A circa 500 mt. di distanza rispetto a dove siamo noi, un paio di automobilisti azionano le 4 frecce, inizio a rallentare,

le 4 frecce vengono spente,

il dubbio  si accende: “come mai avranno messo le 4 frecce”.

– completo il sorpasso,

– non più coperto dai camion che stavo superando vedo che sulla corsia di emergenza è posizionato un mezzo (probabilmente di manutenzione stradale) con i lampeggianti accesi,

– rallento,

– nella luce dei fari vedo un operaio che, vicino al cassone del furgone e nel cono d’ombra creato dai lampeggianti del furgone stesso, sta sbandierando,

– rallento ulteriormente,

– da davanti il furgone sbuca (lunghezza del furgone indicativa 7-8 mt) un altro operaio che incurante delle vetture che arrivano attraversa le corsie dell’autostrada per andare a posizionare un cartello segnaletico a ridosso del guardrail centrale,

– metto le 4 frecce,

– freno rallentando ulteriormente, ma senza fermarmi in quanto le vetture che ho dietro mi tamponerebbero,

– rallentando mi posiziono al centro delle due corsie, impedendo che le vetture dietro di me possano superarmi e di conseguenza rischiare di investire l’operaio sulla corsia di sorpasso.

E’ andata bene.

 

Ma come sempre ci si chiede:

– a cosa servono le normative (vedi il Decreto Interministeriale del 4 marzo 2013 ) se poi

  • nessuno le rispetta
  • nessuno controlla se viene rispettato
  • ?????

Tratto dal Decreto Interministeriale:

Al fine di consentire un graduale rallentamento è opportuno che la segnalazione venga effettuata a debita distanza dalla zona dove inizia l’interferenza con il normale transito veicolare, comunque nel punto che assicura maggiore visibilità e maggiori possibilità di fuga in caso di pericolo.

 

Per capire meglio facciamo due calcoli: 

SPAZIO DI FRENATA AD UNA VELOCITA’ DI 130 ALL’ORA:
(considerando la visibilità non ottimale e pertanto un tempo di reazione leggermente più lento): 159 MT.

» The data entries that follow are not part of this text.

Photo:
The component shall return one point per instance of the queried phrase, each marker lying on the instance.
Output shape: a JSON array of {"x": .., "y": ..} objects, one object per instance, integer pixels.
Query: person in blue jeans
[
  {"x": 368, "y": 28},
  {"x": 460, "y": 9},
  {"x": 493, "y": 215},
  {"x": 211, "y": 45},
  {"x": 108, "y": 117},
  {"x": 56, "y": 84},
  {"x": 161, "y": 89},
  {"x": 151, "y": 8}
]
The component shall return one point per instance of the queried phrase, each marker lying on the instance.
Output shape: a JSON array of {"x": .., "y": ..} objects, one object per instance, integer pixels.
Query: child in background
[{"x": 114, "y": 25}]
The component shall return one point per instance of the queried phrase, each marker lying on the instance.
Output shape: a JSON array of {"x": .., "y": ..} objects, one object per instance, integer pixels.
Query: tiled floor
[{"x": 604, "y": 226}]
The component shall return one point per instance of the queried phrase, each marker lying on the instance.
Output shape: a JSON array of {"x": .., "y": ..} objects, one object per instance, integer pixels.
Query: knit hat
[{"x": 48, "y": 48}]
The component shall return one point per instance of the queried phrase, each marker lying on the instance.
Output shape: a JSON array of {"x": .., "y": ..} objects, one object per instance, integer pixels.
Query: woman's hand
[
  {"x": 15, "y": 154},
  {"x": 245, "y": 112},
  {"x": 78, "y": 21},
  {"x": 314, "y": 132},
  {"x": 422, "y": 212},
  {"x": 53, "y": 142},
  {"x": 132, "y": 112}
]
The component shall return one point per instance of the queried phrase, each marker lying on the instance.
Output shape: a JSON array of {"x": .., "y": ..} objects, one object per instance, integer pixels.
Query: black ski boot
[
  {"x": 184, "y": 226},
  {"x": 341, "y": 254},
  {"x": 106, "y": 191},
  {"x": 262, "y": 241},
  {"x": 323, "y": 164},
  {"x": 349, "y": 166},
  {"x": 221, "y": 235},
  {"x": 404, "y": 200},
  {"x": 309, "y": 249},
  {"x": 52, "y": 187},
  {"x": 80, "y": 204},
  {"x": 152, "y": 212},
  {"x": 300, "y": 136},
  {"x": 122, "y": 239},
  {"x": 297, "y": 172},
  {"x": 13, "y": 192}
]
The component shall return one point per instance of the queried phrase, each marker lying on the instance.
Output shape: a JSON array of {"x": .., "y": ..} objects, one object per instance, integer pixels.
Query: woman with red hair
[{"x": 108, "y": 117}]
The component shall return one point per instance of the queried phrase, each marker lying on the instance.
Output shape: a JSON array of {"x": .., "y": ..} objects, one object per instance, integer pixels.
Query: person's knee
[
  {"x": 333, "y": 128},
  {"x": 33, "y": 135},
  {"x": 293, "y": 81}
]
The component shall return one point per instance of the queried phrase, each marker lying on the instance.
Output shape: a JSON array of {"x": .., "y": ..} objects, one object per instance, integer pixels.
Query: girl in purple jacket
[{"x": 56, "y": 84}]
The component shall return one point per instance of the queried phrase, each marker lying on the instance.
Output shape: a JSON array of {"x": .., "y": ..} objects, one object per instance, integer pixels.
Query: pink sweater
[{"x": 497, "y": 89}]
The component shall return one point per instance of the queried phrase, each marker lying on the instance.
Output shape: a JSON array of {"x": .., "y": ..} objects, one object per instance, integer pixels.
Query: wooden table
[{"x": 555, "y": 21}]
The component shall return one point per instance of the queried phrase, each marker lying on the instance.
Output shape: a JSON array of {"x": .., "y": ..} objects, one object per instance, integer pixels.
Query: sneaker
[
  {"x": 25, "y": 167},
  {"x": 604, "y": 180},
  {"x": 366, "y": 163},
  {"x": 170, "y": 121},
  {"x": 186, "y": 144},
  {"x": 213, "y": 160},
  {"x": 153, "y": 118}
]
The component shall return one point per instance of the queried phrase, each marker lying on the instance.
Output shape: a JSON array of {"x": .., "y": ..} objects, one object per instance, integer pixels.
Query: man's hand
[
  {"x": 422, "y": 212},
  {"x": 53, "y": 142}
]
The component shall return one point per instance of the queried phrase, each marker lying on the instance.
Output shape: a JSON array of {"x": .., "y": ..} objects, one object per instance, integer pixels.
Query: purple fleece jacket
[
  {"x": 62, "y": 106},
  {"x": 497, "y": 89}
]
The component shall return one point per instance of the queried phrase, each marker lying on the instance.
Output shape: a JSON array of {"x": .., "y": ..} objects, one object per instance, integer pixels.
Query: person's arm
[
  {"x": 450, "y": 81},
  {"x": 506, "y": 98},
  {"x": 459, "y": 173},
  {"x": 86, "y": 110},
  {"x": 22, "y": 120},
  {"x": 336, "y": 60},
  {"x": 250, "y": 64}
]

SPAZIO DI FRENATA AD UNA VELOCITA’ DI 60 ALL’ORA
(sperando che gli automobilisti vedendo i lampeggianti sulla corsia di emergenza inizino a rallentare prima di raggiungere l’area): 41 MT.

DISTANZA (DEBITA  ?) A CUI ERANO POSIZIONATI GLI OPERATORI = 10 MT.

RISCHIO DI INVESTIMENTO:CALCOLO DISTANZA DI SICUREZZA

 

Come sempre: ogni commento è inutile ( o forse no).